The season ends up spinning on itself, pushing its psychological analysis of Jamie more than necessary in an effort to justify actions that depend on what Harry can still give us. The fascination becomes confused and disconcerting.

In this direction, The Sinner seems to have reached the end of its concept. At least, in its current form. Bill Pullman is more brilliant than ever in the skin of Harry Ambrose and once again finds a strong opponent with Matt Bomer who delivers one of the best performances of his career.

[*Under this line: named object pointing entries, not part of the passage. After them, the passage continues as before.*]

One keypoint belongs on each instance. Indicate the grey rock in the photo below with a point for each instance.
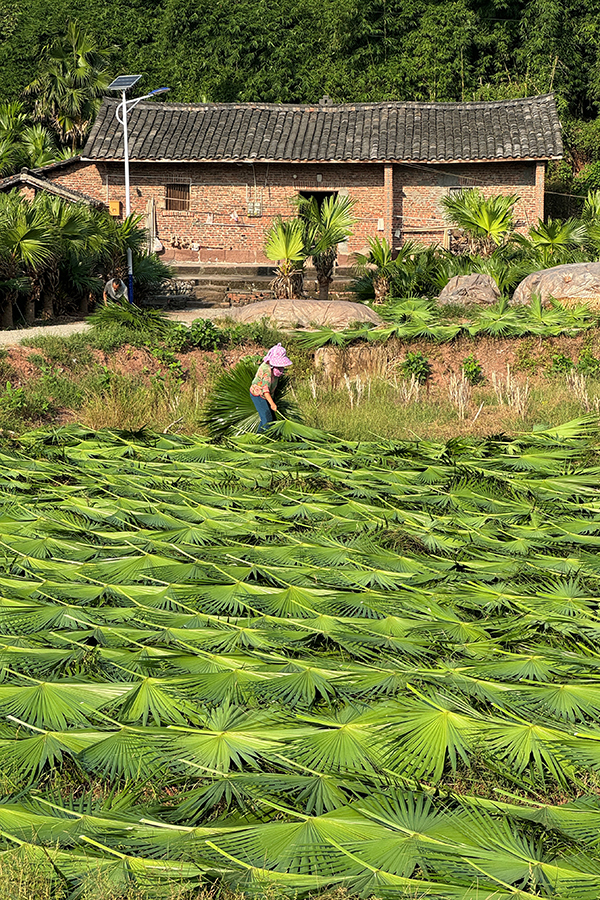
(474, 288)
(572, 283)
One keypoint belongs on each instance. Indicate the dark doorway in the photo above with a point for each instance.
(320, 196)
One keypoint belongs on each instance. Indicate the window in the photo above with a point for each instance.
(178, 197)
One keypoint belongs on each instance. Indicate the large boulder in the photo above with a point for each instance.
(571, 284)
(475, 288)
(304, 313)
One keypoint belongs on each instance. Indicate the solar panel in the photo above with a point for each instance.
(123, 82)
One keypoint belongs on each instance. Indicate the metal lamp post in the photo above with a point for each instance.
(123, 83)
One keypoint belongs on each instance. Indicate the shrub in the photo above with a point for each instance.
(561, 364)
(205, 335)
(418, 366)
(472, 370)
(588, 364)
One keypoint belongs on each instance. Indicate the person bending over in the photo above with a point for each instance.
(264, 384)
(114, 289)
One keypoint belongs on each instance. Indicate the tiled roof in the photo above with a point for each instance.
(352, 132)
(29, 179)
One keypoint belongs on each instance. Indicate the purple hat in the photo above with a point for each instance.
(277, 357)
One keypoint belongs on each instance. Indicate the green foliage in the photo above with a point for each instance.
(205, 335)
(285, 245)
(230, 410)
(68, 90)
(472, 369)
(417, 366)
(324, 226)
(150, 322)
(412, 319)
(588, 364)
(561, 363)
(371, 663)
(486, 220)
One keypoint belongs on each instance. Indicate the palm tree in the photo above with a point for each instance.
(325, 226)
(554, 242)
(486, 221)
(67, 94)
(25, 245)
(379, 274)
(377, 267)
(285, 245)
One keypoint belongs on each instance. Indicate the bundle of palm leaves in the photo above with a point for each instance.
(291, 665)
(230, 409)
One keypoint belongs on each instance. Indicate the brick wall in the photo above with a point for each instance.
(396, 202)
(418, 191)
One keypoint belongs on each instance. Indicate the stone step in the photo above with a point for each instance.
(243, 272)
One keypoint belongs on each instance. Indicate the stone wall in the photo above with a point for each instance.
(232, 205)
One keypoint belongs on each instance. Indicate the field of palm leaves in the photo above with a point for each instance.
(297, 663)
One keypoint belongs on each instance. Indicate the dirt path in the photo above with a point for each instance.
(13, 338)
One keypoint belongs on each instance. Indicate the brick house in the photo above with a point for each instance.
(213, 176)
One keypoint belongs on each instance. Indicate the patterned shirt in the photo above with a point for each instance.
(263, 381)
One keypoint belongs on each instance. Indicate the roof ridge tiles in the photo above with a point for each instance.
(389, 131)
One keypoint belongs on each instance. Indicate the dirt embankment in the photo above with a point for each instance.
(530, 356)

The actors put on the show, captivate and disturb.

That’s what makes this Season 3 consistent throughout, despite a storyline that puts too much emphasis on making a point that was fully explored almost too soon. Jamie and Harry face their mortality and loneliness, but perhaps should have seen a psychiatrist before it was too late.

At the end of the race, The Sinner delivers us a season 3 which is overall very good to follow, but which did not know how to find the perfect balance of the preceding one between the quest for truth and the exploration of the roots of evil. She was trying to follow through and deliver what she promises, but ends up puzzling what she was actually trying to say in the end. That would make a good conclusion for Harry Ambrose. It would certainly be interesting to explore the concept with a new protagonist at this point.

Already published in April 2020, this article is being brought forward again today when this season 3 of The Sinner is posted on Netflix.